Abstract

Human polycystic echinococcosis is a parasitic infection caused by the larval stage of Echinococcus vogeli, which occurs in rural areas of Central and South America. Until now, little information on the genetic variability of E. vogeli is available. Here, 32 samples from human-excised E. vogeli cysts had a 396-bp sequence of the mitochondrial cytochrome oxidase I (COI) gene sequenced and compared to another 17 COI sequences representing nine Echinococcus species. A Bayesian COI tree revealed that all E. vogeli sequences formed a monophyletic and well-supported clade with an E. vogeli reference sequence.
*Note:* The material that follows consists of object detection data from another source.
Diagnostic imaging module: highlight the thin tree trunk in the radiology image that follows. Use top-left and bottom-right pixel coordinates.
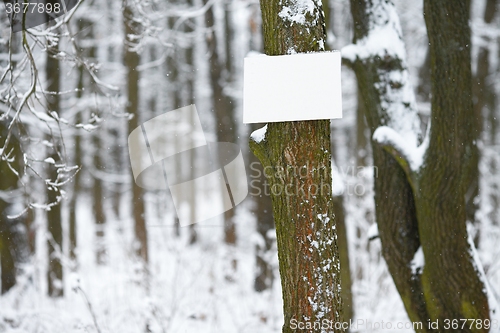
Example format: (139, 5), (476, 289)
(415, 0), (489, 322)
(92, 127), (106, 265)
(45, 32), (64, 297)
(344, 0), (489, 326)
(344, 0), (429, 326)
(123, 0), (148, 263)
(250, 0), (344, 332)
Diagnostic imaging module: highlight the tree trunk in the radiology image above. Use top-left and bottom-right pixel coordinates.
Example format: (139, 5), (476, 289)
(0, 122), (22, 294)
(203, 0), (236, 245)
(92, 125), (106, 265)
(250, 0), (344, 332)
(45, 33), (64, 297)
(123, 0), (148, 263)
(344, 0), (489, 332)
(250, 125), (276, 292)
(344, 0), (429, 322)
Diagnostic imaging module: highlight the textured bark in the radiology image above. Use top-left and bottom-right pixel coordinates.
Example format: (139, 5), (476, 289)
(250, 0), (343, 332)
(0, 122), (22, 294)
(45, 33), (64, 297)
(92, 127), (106, 265)
(203, 0), (236, 244)
(351, 0), (428, 322)
(123, 1), (148, 263)
(249, 125), (275, 292)
(351, 0), (488, 332)
(184, 0), (198, 244)
(166, 9), (183, 237)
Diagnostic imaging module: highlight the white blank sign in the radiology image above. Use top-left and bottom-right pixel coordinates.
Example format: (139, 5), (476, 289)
(243, 51), (342, 124)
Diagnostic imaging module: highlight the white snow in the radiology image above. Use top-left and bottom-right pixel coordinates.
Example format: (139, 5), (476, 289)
(342, 1), (406, 62)
(278, 0), (316, 24)
(410, 246), (425, 275)
(373, 126), (430, 172)
(366, 223), (379, 240)
(467, 224), (500, 326)
(250, 125), (267, 143)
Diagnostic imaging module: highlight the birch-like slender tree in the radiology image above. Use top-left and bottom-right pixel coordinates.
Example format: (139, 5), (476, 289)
(343, 0), (489, 332)
(250, 0), (343, 332)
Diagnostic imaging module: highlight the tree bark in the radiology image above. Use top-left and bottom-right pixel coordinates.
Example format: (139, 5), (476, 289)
(250, 0), (343, 332)
(45, 31), (64, 297)
(203, 0), (236, 245)
(0, 121), (22, 294)
(415, 0), (489, 322)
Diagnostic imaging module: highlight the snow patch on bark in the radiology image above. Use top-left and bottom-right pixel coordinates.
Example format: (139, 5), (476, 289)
(373, 126), (430, 172)
(467, 224), (500, 326)
(342, 1), (406, 62)
(410, 246), (425, 275)
(278, 0), (316, 24)
(250, 125), (267, 143)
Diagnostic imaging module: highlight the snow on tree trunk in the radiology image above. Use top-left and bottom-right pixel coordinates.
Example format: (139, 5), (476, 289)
(250, 0), (343, 332)
(343, 0), (489, 332)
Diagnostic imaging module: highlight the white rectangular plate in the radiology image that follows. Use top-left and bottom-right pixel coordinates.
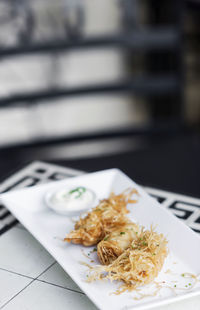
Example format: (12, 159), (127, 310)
(0, 169), (200, 310)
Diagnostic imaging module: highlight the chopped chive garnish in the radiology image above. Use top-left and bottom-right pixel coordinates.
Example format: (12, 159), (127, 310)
(69, 187), (86, 199)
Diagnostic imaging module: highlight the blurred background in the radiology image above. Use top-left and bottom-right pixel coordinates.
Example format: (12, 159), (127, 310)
(0, 0), (200, 177)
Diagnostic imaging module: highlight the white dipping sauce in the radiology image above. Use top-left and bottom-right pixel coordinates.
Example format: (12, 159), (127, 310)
(45, 186), (95, 215)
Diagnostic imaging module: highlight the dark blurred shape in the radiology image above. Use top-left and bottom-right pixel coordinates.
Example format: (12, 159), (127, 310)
(0, 0), (198, 167)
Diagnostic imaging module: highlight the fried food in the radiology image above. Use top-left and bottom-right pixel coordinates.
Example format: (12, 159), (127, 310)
(97, 223), (140, 265)
(88, 228), (168, 293)
(64, 189), (138, 246)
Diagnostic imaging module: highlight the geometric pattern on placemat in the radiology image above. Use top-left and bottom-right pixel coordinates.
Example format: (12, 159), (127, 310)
(0, 161), (200, 235)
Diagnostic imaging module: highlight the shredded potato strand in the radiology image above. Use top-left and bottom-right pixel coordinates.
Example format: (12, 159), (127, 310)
(88, 227), (167, 294)
(64, 189), (138, 246)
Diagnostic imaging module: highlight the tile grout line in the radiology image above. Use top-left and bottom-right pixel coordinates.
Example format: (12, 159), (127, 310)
(36, 279), (85, 295)
(0, 267), (84, 294)
(0, 261), (56, 310)
(0, 267), (35, 280)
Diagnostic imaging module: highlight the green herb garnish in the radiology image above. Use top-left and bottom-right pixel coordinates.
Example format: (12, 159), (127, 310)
(69, 186), (86, 199)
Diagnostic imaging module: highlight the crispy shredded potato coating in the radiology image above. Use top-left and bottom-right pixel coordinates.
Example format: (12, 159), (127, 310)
(97, 223), (140, 265)
(88, 227), (168, 294)
(64, 189), (138, 246)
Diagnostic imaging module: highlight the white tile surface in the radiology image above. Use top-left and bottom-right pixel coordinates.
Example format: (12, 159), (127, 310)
(0, 270), (32, 307)
(156, 296), (200, 310)
(3, 281), (96, 310)
(38, 263), (81, 292)
(0, 228), (54, 278)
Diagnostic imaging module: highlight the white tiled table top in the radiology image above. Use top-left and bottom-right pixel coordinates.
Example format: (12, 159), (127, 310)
(0, 162), (200, 310)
The occurrence of geographically restricted E. vogeli COI haplotypes suggests retention of ancestral polymorphisms with little migration in Acre, Brazil.

Highlights

  • In Brazil, despite significant improvements in sanitary conditions observed in the last decade, there are still several parasitic diseases with high prevalence, especially in less developed areas.[1]

  • Previous reports on the genus Echinococcus evolutionary history showed that Neotropical E. vogeli and Echinococcus oligarthra were the first to diverge within the clade

  • It has been recognised that intraspecific genetic variations can influence several factors in parasites, such as life cycle patterns, host specificity, development time, transmission dynamics, sensitivity to chemotherapeutics, antigenicity, and disease-causing ability.[5]. The elucidation of intraspecific genetic variation has greatly contributed to the characterisation of local populations and has allowed a better understanding of the parasitehost relationship and clinical manifestations of the disease, serving as the basis for the identification of important antigens and the development of immunodiagnostic assays and vaccines.[11]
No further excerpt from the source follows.